Over the years, visitors to the show have come to expect the red carpet, the oversized and elaborate floral arrangements, and the cases and cases sparkling with magnificent diamonds. On the other hand, hometown touches abounded, with one bookseller offering children’s books for $2 to $5, and Pastrami, a golden retriever called a “travel dog” by his owner, Monroe Warsaw, visiting with an exhibitor friend and enjoying a drink of bottled water.
Among first day sales was a French dessert table, offered by Ed Weissman Fine Art and Antiques. Topped by a glass tray, the table, tagged “SOLD,” featured intricate figured mahogany inlay. Weissman, noting that other transactions had included porcelain, candlesticks, and paintings, remarked, “I’ve never had a bad show here.”
“I’m having a decent show,” said Bruce Beck, in between repeated queries from potential customers. Trading as “The Button Box,” Beck has exhibited at the Baltimore show for approximately 15 years. Halfway through the show, he had sold “Tiffany pieces, Gallé glass, and lots of boxes – I’m known for my boxes.” A renowned button specialist, he was one of several participants to offer a “booth talk;” his topic was “The Colorful World of Buttons.”
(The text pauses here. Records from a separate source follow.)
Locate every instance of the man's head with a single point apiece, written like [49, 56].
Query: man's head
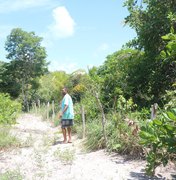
[64, 91]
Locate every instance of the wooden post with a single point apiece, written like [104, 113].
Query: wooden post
[103, 117]
[53, 115]
[35, 107]
[38, 102]
[83, 120]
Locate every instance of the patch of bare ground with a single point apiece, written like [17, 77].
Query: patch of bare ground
[42, 156]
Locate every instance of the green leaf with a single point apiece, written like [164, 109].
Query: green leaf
[171, 116]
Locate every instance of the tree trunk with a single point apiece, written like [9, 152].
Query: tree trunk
[103, 117]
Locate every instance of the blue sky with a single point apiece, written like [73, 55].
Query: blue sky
[77, 34]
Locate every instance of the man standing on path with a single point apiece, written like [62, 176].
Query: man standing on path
[66, 115]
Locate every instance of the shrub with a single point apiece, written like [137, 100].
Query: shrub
[159, 136]
[8, 109]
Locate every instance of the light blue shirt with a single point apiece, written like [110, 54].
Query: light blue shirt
[69, 113]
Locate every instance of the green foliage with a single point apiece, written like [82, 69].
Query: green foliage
[8, 109]
[50, 86]
[27, 59]
[124, 105]
[94, 135]
[123, 137]
[154, 74]
[159, 136]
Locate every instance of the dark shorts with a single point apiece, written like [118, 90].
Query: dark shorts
[66, 123]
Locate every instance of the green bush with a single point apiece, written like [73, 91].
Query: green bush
[6, 139]
[94, 136]
[8, 109]
[121, 137]
[159, 136]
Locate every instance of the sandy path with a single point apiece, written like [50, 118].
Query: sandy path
[38, 158]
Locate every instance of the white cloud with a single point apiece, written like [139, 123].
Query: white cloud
[5, 31]
[15, 5]
[67, 66]
[103, 48]
[63, 25]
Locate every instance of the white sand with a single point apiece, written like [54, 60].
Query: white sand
[40, 159]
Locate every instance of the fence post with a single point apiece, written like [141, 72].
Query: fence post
[47, 111]
[154, 108]
[83, 120]
[53, 115]
[38, 104]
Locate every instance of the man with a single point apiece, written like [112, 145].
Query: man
[66, 115]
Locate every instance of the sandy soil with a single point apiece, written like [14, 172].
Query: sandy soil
[42, 156]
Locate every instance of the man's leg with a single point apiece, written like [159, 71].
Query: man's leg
[69, 135]
[64, 135]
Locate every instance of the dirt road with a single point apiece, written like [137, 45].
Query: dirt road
[42, 156]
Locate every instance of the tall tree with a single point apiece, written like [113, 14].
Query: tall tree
[151, 20]
[28, 58]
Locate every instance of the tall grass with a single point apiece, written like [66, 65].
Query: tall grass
[6, 139]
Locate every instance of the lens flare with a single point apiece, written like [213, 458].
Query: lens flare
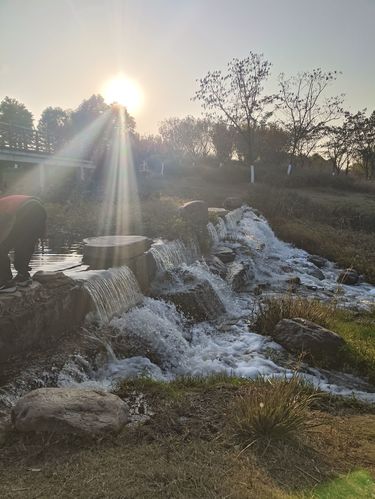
[124, 91]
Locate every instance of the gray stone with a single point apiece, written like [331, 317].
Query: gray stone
[218, 212]
[239, 275]
[38, 315]
[349, 277]
[317, 260]
[216, 266]
[195, 212]
[317, 273]
[225, 254]
[70, 410]
[113, 251]
[302, 336]
[232, 203]
[195, 298]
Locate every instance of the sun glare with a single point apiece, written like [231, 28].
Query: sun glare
[124, 91]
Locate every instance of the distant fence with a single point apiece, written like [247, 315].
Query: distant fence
[19, 138]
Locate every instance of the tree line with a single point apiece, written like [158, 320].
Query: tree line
[240, 120]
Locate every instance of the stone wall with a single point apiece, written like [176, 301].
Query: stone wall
[36, 316]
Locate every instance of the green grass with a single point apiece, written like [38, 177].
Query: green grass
[272, 410]
[357, 329]
[356, 484]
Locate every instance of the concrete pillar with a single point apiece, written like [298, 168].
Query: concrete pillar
[42, 177]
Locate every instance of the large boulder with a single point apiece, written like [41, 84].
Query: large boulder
[302, 336]
[349, 277]
[232, 203]
[195, 212]
[317, 260]
[70, 410]
[239, 275]
[194, 296]
[216, 266]
[217, 212]
[225, 254]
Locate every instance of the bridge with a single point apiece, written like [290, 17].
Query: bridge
[27, 145]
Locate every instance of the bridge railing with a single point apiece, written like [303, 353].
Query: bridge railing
[19, 138]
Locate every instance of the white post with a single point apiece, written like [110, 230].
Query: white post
[252, 174]
[42, 177]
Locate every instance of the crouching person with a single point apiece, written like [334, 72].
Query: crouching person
[22, 223]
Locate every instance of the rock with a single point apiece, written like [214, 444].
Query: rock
[294, 281]
[216, 266]
[225, 254]
[195, 212]
[317, 273]
[113, 251]
[302, 336]
[217, 212]
[193, 296]
[70, 410]
[239, 275]
[349, 277]
[317, 260]
[232, 203]
[197, 300]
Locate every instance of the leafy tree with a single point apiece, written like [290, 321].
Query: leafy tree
[54, 123]
[236, 97]
[306, 111]
[14, 112]
[188, 136]
[222, 138]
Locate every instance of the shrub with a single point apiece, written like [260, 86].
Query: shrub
[272, 409]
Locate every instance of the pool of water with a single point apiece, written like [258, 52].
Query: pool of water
[49, 257]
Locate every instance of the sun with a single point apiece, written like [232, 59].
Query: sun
[124, 91]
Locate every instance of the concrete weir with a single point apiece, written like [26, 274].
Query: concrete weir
[114, 251]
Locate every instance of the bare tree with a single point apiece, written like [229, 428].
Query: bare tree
[363, 134]
[236, 97]
[306, 111]
[188, 136]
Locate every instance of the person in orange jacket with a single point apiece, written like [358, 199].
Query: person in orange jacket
[22, 223]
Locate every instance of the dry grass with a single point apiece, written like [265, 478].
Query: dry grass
[272, 410]
[186, 450]
[272, 310]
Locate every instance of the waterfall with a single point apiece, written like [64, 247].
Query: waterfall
[173, 253]
[113, 291]
[221, 229]
[214, 236]
[232, 218]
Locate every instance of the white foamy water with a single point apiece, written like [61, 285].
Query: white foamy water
[113, 291]
[166, 344]
[170, 254]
The Baltimore show has long been known for its depth of silver dealers, and two important silver makers, Stieff and Kirk, were once rooted in the city. Carrying on the tradition at the show were a number of booths with gleaming silver, including the locally based Pikesville Jewelers. Owner Marc Schauder rued the fact that silver “doesn’t fit in with the lifestyles of the very young,” but for 27 years “at least,” he has been a part of this show, “filling in” for customers with a missing fork or broken knife, as well as offering complete sets.
For years, M.S. Rau Antiques of New Orleans has dazzled show goers with amazing treasures, all at the same prime spot on the floor, and this year was no exception. When pressed to select one item with the greatest “wow” factor (and after stating that you cannot have a favorite child), Bill Rau led the way to a seaside painting entitled South of France, Cap d’Ali. Painted by Winston Churchill, an artist that Rau characterized as good on any day, “This was done on a great day. I can say that because it holds its own with Monet,” as he pointed to a nearby work by the French artist. A photograph of Churchill painting the picture accompanied the work. The price was $1.45 million.
On the other hand, two large portraits by Doug Powell, one of John Lennon and the other of Jerry Garcia, drew considerable attention, in large part because of the unusual medium: upcycled computer keys. Carefully selected retired caps were chosen for their color as well as their part in spelling out messages on these mosaic-like works. Careful examination of the face of the former Beatle uncovered “A dream you dream alone is only a dream. A dream you dream together is reality.”
And although the antiquarian book section of the show showcased but 13 dealers this year, there were few complaints. Joshua Mann of B & B Books in New York City noted that he has been participating in the show “since ’06 or ’07.” He continued, “There are not many book fairs in the region but a lot of book collectors.” He characterized the Baltimore show as “a good opportunity to make connections, face time with local customers. At a show like this, one customer can make a show.”
Indeed, Hartmann summed up the show by saying, “Baltimore has always been a mid-Atlantic collector’s destination.” She added that plans are already under way for next year. “This show truly is a treasure hunt.”